Evaluation of high-resolution pituitary dynamic contrast-enhanced MRI using deep learning-based compressed sensing and super-resolution reconstruction.

作者信息

Zhang Meng, Xia Chunchao, Tang Jing, Yao Li, Hu Na, Li Jiaqi, Peng Wanlin, Hu Sixian, Ye Zheng, Zhang Xiaoyong, Huang Jin, Li Zhenlin

机构信息

Department of Radiology, West China Hospital, Sichuan University, Chengdu, China.

Innovation Institute for Integration of Medicine and Engineering, West China Hospital, Sichuan University, Chengdu, China.

出版信息

Eur Radiol. 2025 Apr 13. doi: 10.1007/s00330-025-11574-5.

Abstract

OBJECTIVE

This study aims to assess diagnostic performance of high-resolution dynamic contrast-enhanced (DCE) MRI with deep learning-based compressed sensing and super-resolution (DLCS-SR) reconstruction for identifying microadenomas.

MATERIALS AND METHODS

This prospective study included 126 participants with suspected pituitary microadenomas who underwent DCE MRI between June 2023 and January 2024. Four image groups were derived from single-scan DCE MRI, which included 1.5-mm slice thickness images using DLCS-SR (1.5-mm DLCS-SR images), 1.5-mm slice thickness images with deep learning-based compressed sensing reconstruction (1.5-mm DLCS images), 1.5-mm routine images, and 3-mm slice thickness images using DLCS-SR (3-mm DLCS-SR images). Diagnostic criteria were established by incorporating laboratory findings, clinical symptoms, medical histories, previous imaging, and certain pathologic reports. Two readers assessed the diagnostic performance in identifying pituitary abnormalities and microadenomas. Diagnostic agreements were assessed using κ statistics, and intergroup comparisons for microadenoma detection were performed using the DeLong and McNemar tests.

RESULTS

The 1.5-mm DLCS-SR images (κ = 0.746-0.848) exhibited superior diagnostic agreement, outperforming 1.5-mm DLCS (κ = 0.585-0.687), 1.5-mm routine (κ = 0.449-0.487), and 3-mm DLCS-SR images (κ = 0.347-0.369) (p < 0.001 for all).

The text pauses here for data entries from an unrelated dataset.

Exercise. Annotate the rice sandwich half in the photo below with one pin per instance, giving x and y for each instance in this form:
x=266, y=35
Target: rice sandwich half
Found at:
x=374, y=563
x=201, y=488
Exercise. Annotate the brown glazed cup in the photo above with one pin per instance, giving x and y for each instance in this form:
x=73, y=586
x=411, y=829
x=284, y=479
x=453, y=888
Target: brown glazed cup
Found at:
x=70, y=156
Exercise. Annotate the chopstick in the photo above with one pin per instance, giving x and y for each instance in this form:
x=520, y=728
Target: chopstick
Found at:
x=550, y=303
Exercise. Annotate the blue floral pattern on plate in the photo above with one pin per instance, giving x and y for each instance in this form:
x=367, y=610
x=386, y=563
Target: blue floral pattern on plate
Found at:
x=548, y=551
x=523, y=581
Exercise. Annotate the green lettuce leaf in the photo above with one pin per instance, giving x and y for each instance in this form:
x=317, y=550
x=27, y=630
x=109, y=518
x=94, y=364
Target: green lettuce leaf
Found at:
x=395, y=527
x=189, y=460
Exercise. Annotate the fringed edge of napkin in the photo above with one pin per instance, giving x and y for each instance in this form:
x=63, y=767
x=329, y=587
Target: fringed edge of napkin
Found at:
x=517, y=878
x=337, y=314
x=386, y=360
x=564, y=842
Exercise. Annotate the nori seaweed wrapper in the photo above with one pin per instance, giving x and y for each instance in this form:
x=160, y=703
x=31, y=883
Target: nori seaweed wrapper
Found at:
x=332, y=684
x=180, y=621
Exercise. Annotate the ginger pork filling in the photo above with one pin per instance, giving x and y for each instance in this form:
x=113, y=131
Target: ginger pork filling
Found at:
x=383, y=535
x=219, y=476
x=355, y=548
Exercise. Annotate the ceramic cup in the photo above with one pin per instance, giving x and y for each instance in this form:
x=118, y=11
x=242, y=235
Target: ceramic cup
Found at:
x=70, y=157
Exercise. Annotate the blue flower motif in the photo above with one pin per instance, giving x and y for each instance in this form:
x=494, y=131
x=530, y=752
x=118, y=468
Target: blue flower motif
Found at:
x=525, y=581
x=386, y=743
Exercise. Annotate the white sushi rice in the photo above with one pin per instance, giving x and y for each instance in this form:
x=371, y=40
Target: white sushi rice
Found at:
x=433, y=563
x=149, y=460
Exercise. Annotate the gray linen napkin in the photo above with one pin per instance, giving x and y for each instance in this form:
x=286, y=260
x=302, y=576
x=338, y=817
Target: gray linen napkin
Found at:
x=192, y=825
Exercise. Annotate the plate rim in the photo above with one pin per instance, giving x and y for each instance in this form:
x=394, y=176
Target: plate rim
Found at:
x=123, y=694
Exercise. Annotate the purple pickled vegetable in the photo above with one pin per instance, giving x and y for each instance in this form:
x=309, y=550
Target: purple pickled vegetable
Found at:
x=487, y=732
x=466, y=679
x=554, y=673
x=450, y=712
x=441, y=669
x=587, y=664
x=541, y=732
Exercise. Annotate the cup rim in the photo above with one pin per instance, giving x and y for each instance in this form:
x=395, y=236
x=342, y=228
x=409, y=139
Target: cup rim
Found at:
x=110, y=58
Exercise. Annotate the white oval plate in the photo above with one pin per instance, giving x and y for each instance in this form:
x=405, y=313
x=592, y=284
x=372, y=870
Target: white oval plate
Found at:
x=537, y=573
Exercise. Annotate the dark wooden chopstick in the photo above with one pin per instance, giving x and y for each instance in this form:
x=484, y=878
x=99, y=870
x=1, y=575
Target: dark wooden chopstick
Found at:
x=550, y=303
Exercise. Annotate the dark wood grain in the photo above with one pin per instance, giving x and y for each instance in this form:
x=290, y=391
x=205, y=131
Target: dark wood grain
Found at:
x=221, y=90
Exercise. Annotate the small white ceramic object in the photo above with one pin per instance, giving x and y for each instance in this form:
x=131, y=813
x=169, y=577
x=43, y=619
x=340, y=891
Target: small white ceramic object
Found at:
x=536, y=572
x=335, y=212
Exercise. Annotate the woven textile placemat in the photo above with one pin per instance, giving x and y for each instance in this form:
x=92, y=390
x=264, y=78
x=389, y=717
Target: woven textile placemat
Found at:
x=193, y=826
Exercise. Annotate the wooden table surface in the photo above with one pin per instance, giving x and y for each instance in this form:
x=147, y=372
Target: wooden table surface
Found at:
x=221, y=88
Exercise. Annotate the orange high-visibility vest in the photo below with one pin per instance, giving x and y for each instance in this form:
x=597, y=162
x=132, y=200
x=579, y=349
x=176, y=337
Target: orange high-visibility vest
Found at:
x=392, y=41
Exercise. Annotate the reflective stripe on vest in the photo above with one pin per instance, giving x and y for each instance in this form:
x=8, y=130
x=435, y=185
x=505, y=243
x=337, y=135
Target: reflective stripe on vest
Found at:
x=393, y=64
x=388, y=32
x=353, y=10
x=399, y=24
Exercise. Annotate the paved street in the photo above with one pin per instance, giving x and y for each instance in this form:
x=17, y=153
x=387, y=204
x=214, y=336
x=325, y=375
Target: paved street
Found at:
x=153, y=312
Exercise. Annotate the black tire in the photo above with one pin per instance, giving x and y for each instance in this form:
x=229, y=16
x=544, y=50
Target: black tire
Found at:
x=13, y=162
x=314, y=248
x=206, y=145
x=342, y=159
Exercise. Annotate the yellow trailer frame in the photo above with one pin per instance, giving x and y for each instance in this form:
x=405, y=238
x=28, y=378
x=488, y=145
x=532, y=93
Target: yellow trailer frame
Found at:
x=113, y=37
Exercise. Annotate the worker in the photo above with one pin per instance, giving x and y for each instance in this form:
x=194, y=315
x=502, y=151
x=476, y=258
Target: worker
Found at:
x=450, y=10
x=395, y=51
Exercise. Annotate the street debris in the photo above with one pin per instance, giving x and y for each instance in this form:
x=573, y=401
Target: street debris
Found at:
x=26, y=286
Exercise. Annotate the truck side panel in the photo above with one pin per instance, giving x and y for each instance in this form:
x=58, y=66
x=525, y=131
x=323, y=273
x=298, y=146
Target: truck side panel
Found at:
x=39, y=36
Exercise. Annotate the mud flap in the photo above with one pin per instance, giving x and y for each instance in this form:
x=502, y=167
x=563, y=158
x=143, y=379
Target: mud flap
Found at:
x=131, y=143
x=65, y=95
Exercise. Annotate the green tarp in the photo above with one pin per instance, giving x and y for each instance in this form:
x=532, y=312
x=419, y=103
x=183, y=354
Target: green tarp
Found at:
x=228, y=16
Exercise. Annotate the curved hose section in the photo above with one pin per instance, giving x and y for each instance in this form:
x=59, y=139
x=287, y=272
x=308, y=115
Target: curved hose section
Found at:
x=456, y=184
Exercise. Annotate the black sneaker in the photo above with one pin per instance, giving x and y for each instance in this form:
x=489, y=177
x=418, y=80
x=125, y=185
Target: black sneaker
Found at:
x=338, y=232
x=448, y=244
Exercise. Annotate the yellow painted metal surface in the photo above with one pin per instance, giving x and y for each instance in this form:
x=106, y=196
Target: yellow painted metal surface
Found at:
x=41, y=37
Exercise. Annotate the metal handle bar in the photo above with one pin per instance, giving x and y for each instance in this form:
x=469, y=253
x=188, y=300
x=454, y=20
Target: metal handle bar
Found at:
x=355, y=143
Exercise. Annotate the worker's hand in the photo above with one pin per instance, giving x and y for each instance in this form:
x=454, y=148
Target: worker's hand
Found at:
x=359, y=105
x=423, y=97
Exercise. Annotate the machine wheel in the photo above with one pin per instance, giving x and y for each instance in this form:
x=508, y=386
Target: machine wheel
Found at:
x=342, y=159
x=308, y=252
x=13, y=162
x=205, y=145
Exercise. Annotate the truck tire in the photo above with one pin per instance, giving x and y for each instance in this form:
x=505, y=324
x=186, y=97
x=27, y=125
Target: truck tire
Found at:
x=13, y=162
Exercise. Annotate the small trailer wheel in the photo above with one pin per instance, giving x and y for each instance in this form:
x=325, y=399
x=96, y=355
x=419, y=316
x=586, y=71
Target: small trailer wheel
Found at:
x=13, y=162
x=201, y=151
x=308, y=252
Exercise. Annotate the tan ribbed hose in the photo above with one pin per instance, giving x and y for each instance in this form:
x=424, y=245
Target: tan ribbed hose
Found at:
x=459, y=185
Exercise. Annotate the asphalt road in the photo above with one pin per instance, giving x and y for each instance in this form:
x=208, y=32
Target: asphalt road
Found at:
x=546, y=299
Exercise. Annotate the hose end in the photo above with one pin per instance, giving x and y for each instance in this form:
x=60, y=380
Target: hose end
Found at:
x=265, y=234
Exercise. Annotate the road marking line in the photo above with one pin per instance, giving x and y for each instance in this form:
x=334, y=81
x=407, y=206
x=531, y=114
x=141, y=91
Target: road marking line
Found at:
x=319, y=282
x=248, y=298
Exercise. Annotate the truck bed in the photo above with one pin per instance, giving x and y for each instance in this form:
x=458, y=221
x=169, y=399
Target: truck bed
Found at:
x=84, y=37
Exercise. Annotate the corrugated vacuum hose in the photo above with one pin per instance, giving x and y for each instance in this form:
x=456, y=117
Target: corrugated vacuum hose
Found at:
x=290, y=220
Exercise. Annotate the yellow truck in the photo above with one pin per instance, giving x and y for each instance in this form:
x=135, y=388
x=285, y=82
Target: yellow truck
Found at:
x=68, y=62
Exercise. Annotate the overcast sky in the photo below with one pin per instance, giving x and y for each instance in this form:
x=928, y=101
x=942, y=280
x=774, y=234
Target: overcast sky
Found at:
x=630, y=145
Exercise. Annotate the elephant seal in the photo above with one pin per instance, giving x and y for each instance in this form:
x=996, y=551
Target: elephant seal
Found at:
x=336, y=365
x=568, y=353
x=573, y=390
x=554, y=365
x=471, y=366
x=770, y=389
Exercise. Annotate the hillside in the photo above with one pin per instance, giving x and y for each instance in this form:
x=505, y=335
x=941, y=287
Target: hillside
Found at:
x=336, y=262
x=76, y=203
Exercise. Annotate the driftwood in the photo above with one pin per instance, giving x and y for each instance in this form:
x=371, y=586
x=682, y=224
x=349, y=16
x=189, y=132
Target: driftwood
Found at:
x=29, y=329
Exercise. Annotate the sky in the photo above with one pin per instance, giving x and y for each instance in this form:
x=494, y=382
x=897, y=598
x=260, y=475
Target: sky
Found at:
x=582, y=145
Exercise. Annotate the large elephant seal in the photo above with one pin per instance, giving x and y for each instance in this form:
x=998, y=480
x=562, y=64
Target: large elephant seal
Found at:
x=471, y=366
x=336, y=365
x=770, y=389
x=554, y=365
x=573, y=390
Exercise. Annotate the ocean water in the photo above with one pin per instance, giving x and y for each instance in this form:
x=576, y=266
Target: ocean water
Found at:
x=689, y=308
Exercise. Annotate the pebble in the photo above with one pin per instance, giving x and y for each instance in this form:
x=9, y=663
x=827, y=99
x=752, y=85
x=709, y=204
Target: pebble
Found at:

Additionally, the performance of 1.5-mm DLCS-SR images in identifying microadenomas [area under the receiver operating characteristic curve (AUC), 0.89-0.94] surpassed that of 1.5-mm DLCS (AUC, 0.83-0.87; p = 0.042 and 0.011, respectively), 1.5-mm routine (AUC, 0.76-0.78; p < 0.001), and 3-mm DLCS-SR images (AUC, 0.72-0.74; p < 0.001).

CONCLUSION

The findings revealed superior diagnostic performance of 1.5-mm DLCS-SR images in identifying pituitary abnormalities and microadenomas, indicating the clinical-potential of high-resolution DCE MRI.

KEY POINTS

Question What strategies can overcome the resolution limitations of conventional dynamic contrast-enhanced (DCE) MRI, and which contribute to a high false-negative rate in diagnosing pituitary microadenomas? Findings Deep learning-based compressed sensing and super-resolution reconstruction applied to DCE MRI achieved high resolution while improving image quality and diagnostic efficacy. Clinical relevance DCE MRI with a 1.5-mm slice thickness and high in-plane resolution, utilizing deep learning-based compressed sensing and super-resolution reconstruction, significantly enhances diagnostic accuracy for pituitary abnormalities and microadenomas, enabling timely and effective patient management.

摘要

目的

本研究旨在评估基于深度学习的压缩感知和超分辨率(DLCS-SR)重建的高分辨率动态对比增强(DCE)MRI对微腺瘤的诊断性能。

材料与方法

这项前瞻性研究纳入了126例疑似垂体微腺瘤的参与者,他们于2023年6月至2024年1月期间接受了DCE MRI检查。从单次扫描的DCE MRI中获得了四组图像,包括使用DLCS-SR的1.5毫米层厚图像(1.5毫米DLCS-SR图像)、基于深度学习的压缩感知重建的1.5毫米层厚图像(1.5毫米DLCS图像)、1.5毫米常规图像以及使用DLCS-SR的3毫米层厚图像(3毫米DLCS-SR图像)。通过结合实验室检查结果、临床症状、病史、既往影像学检查以及某些病理报告来制定诊断标准。两名阅片者评估识别垂体异常和微腺瘤的诊断性能。使用κ统计量评估诊断一致性,并使用德龙检验和麦克尼马尔检验进行微腺瘤检测的组间比较。

结果

1.5毫米DLCS-SR图像(κ = 0.746 - 0.848)表现出更高的诊断一致性,优于1.5毫米DLCS图像(κ = 0.585 - 0.687)、1.5毫米常规图像(κ = 0.449 - 0.487)和3毫米DLCS-SR图像(κ = 0.347 - 0.369)(所有p < 0.001)。此外,1.5毫米DLCS-SR图像在识别微腺瘤方面的性能[受试者操作特征曲线下面积(AUC),0.89 - 0.94]超过了1.5毫米DLCS图像(AUC,0.83 - 0.87;p分别为0.042和0.011)、1.5毫米常规图像(AUC,0.76 - 0.78;p < 0.001)和3毫米DLCS-SR图像(AUC,0.72 - 0.74;p < 0.001)。

结论

研究结果显示1.5毫米DLCS-SR图像在识别垂体异常和微腺瘤方面具有卓越的诊断性能,表明高分辨率DCE MRI具有临床应用潜力。

关键点

问题 哪些策略可以克服传统动态对比增强(DCE)MRI的分辨率限制,且有助于解决垂体微腺瘤诊断中高假阴性率的问题?发现 将基于深度学习的压缩感知和超分辨率重建应用于DCE MRI可实现高分辨率,同时提高图像质量和诊断效能。临床意义 采用基于深度学习的压缩感知和超分辨率重建的1.5毫米层厚且具有高平面分辨率的DCE MRI,显著提高了垂体异常和微腺瘤的诊断准确性,有助于及时有效地管理患者。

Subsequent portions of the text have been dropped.